Aerospike API

Note

  • Experimental API, meaning there is no production usecase on this yet.
  • Basic Benchmarking has been performed to validate throughputs

Design Considerations

Reads

  • Aerospike Spark Connector(Aerospark) is used to read data directly into a DataFrame (https://github.com/sasha-polev/aerospark)
  • The reason for choosing Aerospark over Java client for read is explained below:
    • Aerospark : Read data directly into a DataFrame
    • Native Java Client : Driver program has to first collect all records from the aerospike nodes and then create a dataFrame which is a costly operation.

Writes

  • Aerospike Native Java Client Put API is used.
  • For each partition of the Dataframe a client connection is established, to write data from that partition to Aerospike.
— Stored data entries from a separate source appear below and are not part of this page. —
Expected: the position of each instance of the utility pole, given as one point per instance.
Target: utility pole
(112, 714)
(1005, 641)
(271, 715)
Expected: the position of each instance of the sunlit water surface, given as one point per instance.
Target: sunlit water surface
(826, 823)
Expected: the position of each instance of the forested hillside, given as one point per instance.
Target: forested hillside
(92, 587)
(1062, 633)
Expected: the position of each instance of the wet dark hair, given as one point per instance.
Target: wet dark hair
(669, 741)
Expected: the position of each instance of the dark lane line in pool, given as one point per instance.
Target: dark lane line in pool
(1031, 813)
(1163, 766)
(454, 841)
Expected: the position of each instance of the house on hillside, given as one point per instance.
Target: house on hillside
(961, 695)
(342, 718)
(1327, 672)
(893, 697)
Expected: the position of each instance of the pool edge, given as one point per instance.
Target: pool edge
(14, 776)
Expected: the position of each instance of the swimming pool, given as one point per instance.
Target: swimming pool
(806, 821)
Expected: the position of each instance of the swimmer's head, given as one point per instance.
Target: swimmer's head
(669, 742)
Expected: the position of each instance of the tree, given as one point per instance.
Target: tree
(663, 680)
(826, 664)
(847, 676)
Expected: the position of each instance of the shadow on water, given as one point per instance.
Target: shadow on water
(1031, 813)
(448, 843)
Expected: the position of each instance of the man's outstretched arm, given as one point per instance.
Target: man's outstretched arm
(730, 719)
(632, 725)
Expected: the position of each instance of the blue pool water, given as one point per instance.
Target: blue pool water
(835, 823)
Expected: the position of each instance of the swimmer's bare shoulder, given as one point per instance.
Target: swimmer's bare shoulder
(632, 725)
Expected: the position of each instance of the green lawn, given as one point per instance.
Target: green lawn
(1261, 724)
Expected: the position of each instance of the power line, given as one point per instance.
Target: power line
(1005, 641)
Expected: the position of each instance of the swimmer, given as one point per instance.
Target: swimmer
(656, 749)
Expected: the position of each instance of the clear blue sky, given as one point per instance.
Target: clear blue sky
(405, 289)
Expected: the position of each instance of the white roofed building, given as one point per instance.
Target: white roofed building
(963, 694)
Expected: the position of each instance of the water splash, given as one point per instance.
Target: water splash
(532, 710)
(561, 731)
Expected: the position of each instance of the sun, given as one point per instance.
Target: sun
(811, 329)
Create Hive Table pointing to Aerospike Set

The following hive table points to a Aerospike

CREATE EXTERNAL TABLE `pcatalog.test_aero`(
  `payload` string)
LOCATION
  'hdfs://tmp/test_aero'
TBLPROPERTIES (
  'gimel.aerospike.namespace'='test',
  'gimel.aerospike.port'='3000',
  'gimel.aerospike.seedhost'='hostname',
  'gimel.aerospike.set'='test_aero_connector',
  'gimel.storage.type'='AEROSPIKE')

Catalog Properties

Property Mandatory? Description Example Default
gimel.aerospike.seed.hosts Y list of hosts fqdn or ip localhost
gimel.aerospike.port Y port 3000 3000
gimel.aerospike.namespace Y the namespace in aerospike test
gimel.aerospike.set Y aerospike set name sample_set
gimel.aerospike.rowkey N the row key for the set col1 first column in dataframe

Common Imports in all Aerospike API Usages

import com.paypal.gimel._
import org.apache.spark._
import org.apache.spark.rdd.RDD;
import org.apache.spark.sql._
import spray.json._;
import spray.json.DefaultJsonProtocol._;


Aerospike API Usage


// READ

val dataSet = DataSet(sparkSession);
val df = dataSet.read("pcatalog.test_aero")

// WRITE

// Create mock data
def stringed(n: Int) = s"""{"id": ${n},"name": "MAC-${n}", "address": "MAC-${n+1}", "age": "${n+1}", "company": "MAC-${n}", "designation": "MAC-${n}", "salary": "${n * 10000}" }""";
val numberOfRows=20;
val texts: Seq[String] = (1 to numberOfRows).map { x => stringed(x) }.toSeq;
val rdd: RDD[String] = sparkSession.sparkContext.parallelize(texts);
val dataFrameToWrite: DataFrame = sparkSession.read.json(rdd);
dataFrameToWrite.show;

// write it to Aerospike via PCatalog
val df = dataSet.write("pcatalog.test_aero",dataFrameToWrite)